Bengkulu, Media Independen – Menjelang Pemilihan Kepala Daerah serentak pada tanggal 27 November 2024, negara melalui skema undang-undang telah mengatur bahwa Aparatur Sipil Negara atau sebutan lain untuk tidak berpolitik praktis yang dapat melanggar kode etik dan netralitas.
Aparatur Sipil Negara (ASN) adalah pegawai negeri sipil (PNS) dan pegawai pemerintah dengan perjanjian kerja (PPPK) yang bekerja di lingkungan pemerintahan, baik di pusat maupun di daerah.
Tugas pokok ASN adalah:
Melaksanakan kebijakan publik yang ditetapkan oleh pejabat pembina kepegawaian; Memberikan pelayanan publik yang berkualitas dan profesional; Menjaga netralitas dan profesionalisme ASN; Memperkuat integritas dan akuntabilitas ASN; Meningkatkan kapasitas dan kompetensi ASN.
Berdasarkan tugas pokok ASN tersebut, dapat disimpulkan bahwa selain dituntut profesionalisme dan akuntabilitas, ASN juga dituntut netralitas. Netralitas dalam konteks pilkada merupakan isu penting dalam penyelenggaraan pilkada tahun 2024 mendatang. Netralitas Aparatur Sipil Negara (ASN) dalam konteks partisipasi politik dan dukungan terhadap Pilkada serentak tahun 2024 menjadi sangat rentan terjadi, terutama jika ada calon kontestan yang merupakan calon petahana (masih menjabat kepala daerah).
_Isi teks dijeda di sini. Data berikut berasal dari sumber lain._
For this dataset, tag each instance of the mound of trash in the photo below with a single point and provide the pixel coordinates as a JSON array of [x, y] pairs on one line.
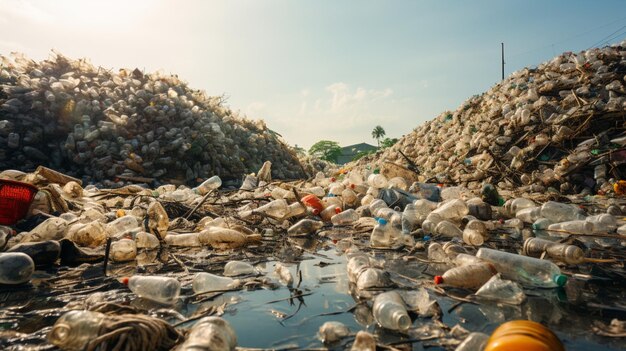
[[559, 125], [126, 126]]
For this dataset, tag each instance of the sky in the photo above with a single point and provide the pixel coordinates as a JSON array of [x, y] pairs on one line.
[[318, 69]]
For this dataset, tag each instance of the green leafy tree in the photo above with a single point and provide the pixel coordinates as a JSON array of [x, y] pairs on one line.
[[378, 133], [387, 142], [326, 150]]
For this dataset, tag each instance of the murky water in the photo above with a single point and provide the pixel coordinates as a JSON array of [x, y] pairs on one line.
[[290, 317]]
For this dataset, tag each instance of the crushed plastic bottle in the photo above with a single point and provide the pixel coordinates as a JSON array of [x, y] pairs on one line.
[[331, 332], [203, 282], [570, 254], [15, 268], [526, 270], [236, 268], [210, 333], [470, 276], [75, 329], [163, 290], [390, 311]]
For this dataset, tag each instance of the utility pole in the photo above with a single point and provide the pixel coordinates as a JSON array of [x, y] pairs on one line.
[[502, 61]]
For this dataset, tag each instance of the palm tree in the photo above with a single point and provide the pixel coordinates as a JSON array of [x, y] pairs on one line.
[[378, 133]]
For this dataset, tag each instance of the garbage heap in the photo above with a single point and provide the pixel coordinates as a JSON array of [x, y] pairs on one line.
[[182, 247], [559, 125], [111, 127]]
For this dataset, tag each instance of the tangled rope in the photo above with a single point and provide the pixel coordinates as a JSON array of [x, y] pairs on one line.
[[132, 332]]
Netralitas ASN masih dianggap sebagai faktor keberhasilan dalam pemilihan yang berkualitas, transparan, dan berintegritas.
Pelanggaran yang dilakukan atau netralitas ASN disebabkan oleh lemahnya tingkat literasi terhadap sanksi terhadap pelanggaran netralitas dan masih lemahnya proses penegakan hukum (sanksi) yang kurang optimal dilakukan. Meskipun telah diatur bagaimana pemberian sanksi bagi ASN dalam melanggar netralitas selama Pemilu tahun 2024. BAKN telah merilis Jenis dan Pelanggaran dan Sanksi Netralitas ASN Selama Pemilu 2024, Nomor: 001/RILIS/BKN/II/2024 tertanggal 02 Februari 2024, berikut ada beberapa sanksi yang dapat diberikan kepada ASN melanggar netralitas dalam Pilkada 2024, yaitu :
1. Pelanggaran disiplin :
Pemotongan Tukin sebesar 25 % selama 6 bulan/9 bulan/12 bulan; Penurunan jabatan setingkat lebih rendah selama 12 bulan; Pembebasan jabatan selama 12 bulan; Pemberhentian dengan hormat tidak atas permintaan sendiri sebagai PNS; Pemberhentian Tidak Dengan Hormat (PTDH) sesuai dengan PP No. 94 Tahun 2021 tentang Disiplin PNS dan PP No. 49 2018 tentang Manajemen PPPK.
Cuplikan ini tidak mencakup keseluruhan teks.